Most of us need some kind of help from the federal government. And that is why today's hearing is so timely.

A budget is first and foremost, a statement of priorities--or at least the party in power's priorities.  The administration and the leadership in the House and Senate have produced a budget that expresses some very clear priorities. Those priorities consist, first and foremost, of cutting taxes--especially for the richest people in the country. They also consist of dramatically increasing spending on defense and homeland security--some of which is critically necessary and some of which, like expensive new fighter planes, is not.

The Administration's irresponsible policies of cutting taxes while increasing defense spending are producing billions of dollars in deficits that could devastate the U.S. economy in the long run.  The deficit is expected to reach $400 billion this year, and Congress is projected to run massive deficits in the coming years. If, as the President has proposed, Congress makes those tax cuts permanent, the federal government will rack  up massive deficits and debts that will devastate our economy and our people over the coming decades.

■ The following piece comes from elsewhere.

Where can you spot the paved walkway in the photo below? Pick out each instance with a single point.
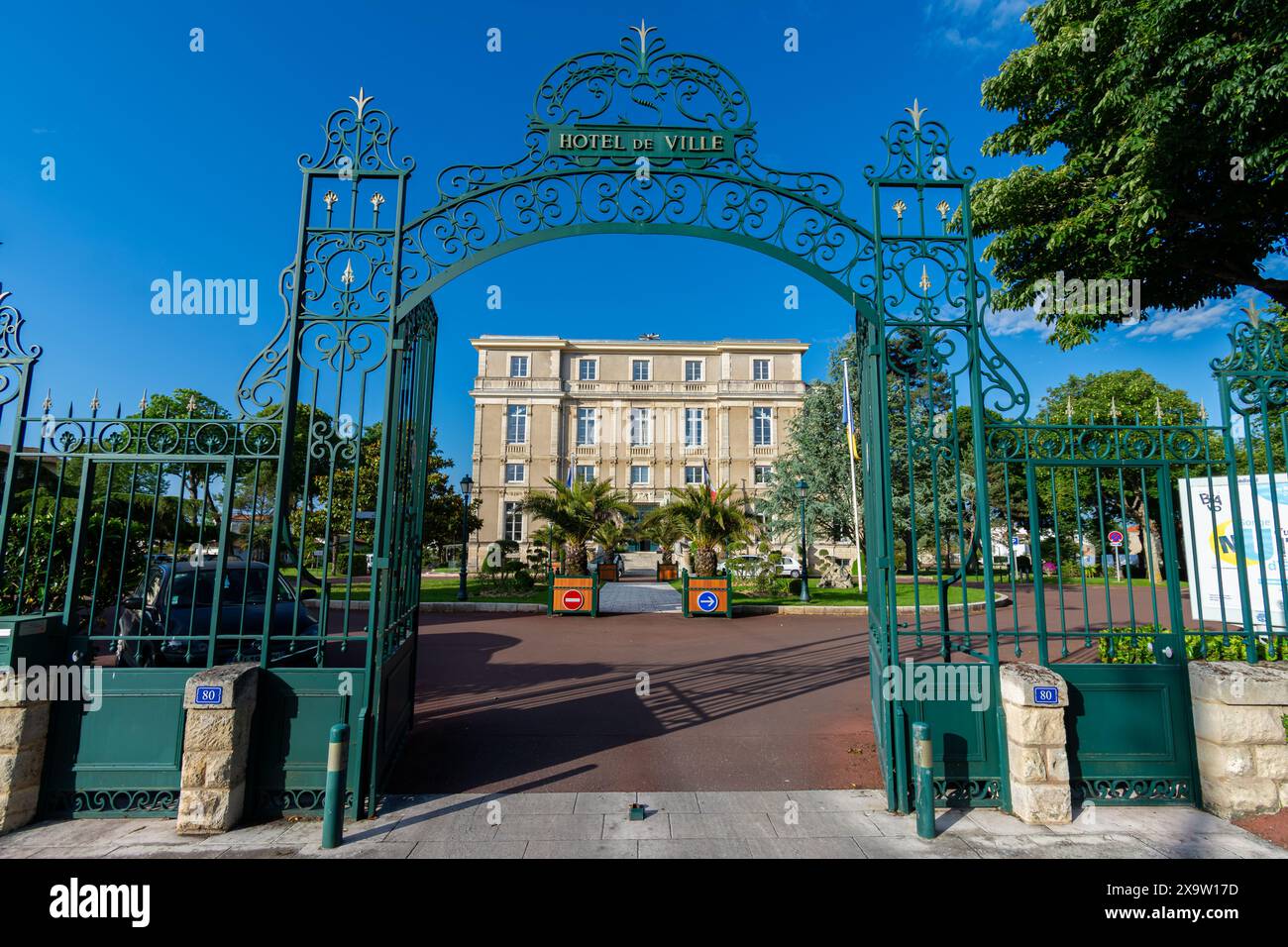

I believe that it is wrong to borrow and spend and leave the bill for our children. While I have supported tax cuts in the past, I opposed the nearly $2 trillion in tax cuts that Congress has passed at the President's behest over the last two years. Moreover, I oppose making these tax cuts permanent. These tax cuts do little to help the people of southwestern Pennsylvania -- but they will most certainly place downward pressure on other federal spending and reduce the federal government's ability to provide this region with the help that we really need. These tax cuts will force cuts in federal health care spending, education spending, transportation spending, medical research, job training programs, and programs for seniors.

Clearly, help for mainstream Americans is a low priority for this Administration. The Republicans' emphasis on tax cuts will almost certainly result in significant cuts in other important federal programs.

Our government's top budget priority ought to be providing security and opportunity for its citizens. Our top priority ought to be creating new jobs, educating our children, providing comprehensive, affordable health care for everyone, and taking care of our senior citizens and the poor. I think that providing
that kind of assistance to the American people should be the federal government's top priority.

Today, we will hear testimony about the kind of help people in Western Pennsylvania need from our government. Our panelists today will addrerss many of the problems facing the most vulnerable and impoverished members of our society -- and how the federal budget recently approved by Congress will make those problems worse. I believe that their testimony will sharply demonstrate that the price of passing massive tax cuts for the wealthy is the chronic underfunding of the critical services that the federal government provides. I look forward to hearing what our panelists have to say. Thank you.